Hey Zach, or is it Zach-ee? How 'bout Zacharee? haha. Mom said your name had to end in -ee so you aren't a misfit among your littermates. Anyway, hiya kid, it's Mason, your soon-to-be new big (fur) brother. Mom wanted me to write and tell you how excited I am for you to come home and live with us. I know your scent really well already, dude, b/c mom comes home smelling like you almost every day.... dude, what do you pee all over her or what? She stinks man. Anyway, she wants you to know... ahem, I mean, I want you to know how pumped I am to meet ya, little bro. They tell me I already met you for a minute at your foster parents' house -- Connie & Rick, hey I hear they are the bomb! -- but I really don't remember meeting you, kid. Sorry! I just remember hanging with a bunch of cool people who were all holding bundles of blankets... how was I supposed to know there was something in them? Plus I was getting the "what for" from these 2 HUGE Newfie girls, man I never thought I'd be afraid of a couple of girls, but hey, I thought they were bears! Hey, don't tell anyone I said that, ok? That was just between us brothers.

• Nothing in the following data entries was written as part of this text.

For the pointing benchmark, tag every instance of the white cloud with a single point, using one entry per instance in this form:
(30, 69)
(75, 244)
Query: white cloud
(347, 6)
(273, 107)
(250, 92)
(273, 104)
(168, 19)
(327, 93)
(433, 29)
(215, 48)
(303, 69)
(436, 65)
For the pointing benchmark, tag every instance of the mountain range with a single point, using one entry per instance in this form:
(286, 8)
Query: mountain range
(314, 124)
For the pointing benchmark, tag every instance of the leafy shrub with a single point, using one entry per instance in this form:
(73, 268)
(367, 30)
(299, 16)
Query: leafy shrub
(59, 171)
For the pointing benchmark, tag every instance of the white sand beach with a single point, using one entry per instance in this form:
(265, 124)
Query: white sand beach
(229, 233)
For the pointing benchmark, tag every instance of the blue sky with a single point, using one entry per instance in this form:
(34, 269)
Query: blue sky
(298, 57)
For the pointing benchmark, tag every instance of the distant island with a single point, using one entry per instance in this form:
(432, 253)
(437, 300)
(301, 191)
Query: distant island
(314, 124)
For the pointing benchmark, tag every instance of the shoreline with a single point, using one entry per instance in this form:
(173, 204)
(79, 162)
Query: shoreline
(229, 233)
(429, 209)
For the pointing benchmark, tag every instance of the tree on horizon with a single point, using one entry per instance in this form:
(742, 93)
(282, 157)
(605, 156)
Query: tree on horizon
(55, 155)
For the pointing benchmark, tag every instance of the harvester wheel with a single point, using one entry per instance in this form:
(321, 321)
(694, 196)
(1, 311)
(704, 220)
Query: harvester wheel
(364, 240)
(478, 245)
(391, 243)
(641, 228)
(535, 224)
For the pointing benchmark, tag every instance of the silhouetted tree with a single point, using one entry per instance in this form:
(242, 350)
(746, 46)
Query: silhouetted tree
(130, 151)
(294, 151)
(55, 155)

Well kid, I've got some bones to chew up before you get here, so I'd better get going... I think you're really going to like it here, and I've got lots of great stuff to teach you. I've played some pretty fun games this past year with all my foster brothers and sisters, but it'll be kinda cool to have another guy who sticks around and doesn't leave just as soon as I decide they're worth keeping around. Wait til I teach you the Lake Erie game... no, not the one you guys play now that involves potty in the house... that's just not cool, man... in this game you just try to see how much water you can splash out of the big water dish without actually drinking any, and you make the Great Lakes on the kitchen floor. Then mom comes along behind you with a towel and dries up all the lakes like some big natural disaster... it's such a fun game! Then there's the one where I pretend I'm King Kong or some big hairy monster, and every blade of grass in the yard is a person, and I just run around the yard pulling up clumps of grass.... I mean, people. As many people as I can get in one mouthful, and I shake them around, and then spit them out and move onto the next clump! It's so cool, because after playing this game for a while now, the "population" in our yard is really decreasing, it's like I'm taking over the world, dude! Mom doesn't seem to like that game much because for some reason we get muddier now that there's less grass, but hey, all the better for us man, do you even KNOW how many fun games you can play in the mud???
Well, I guess I am psyched for you to come home after all, little Z. Hurry up and get big so we can play. Oh, and if you could get rid of those wormy things before you come home, that would be great. I mean, I am SO been there done that.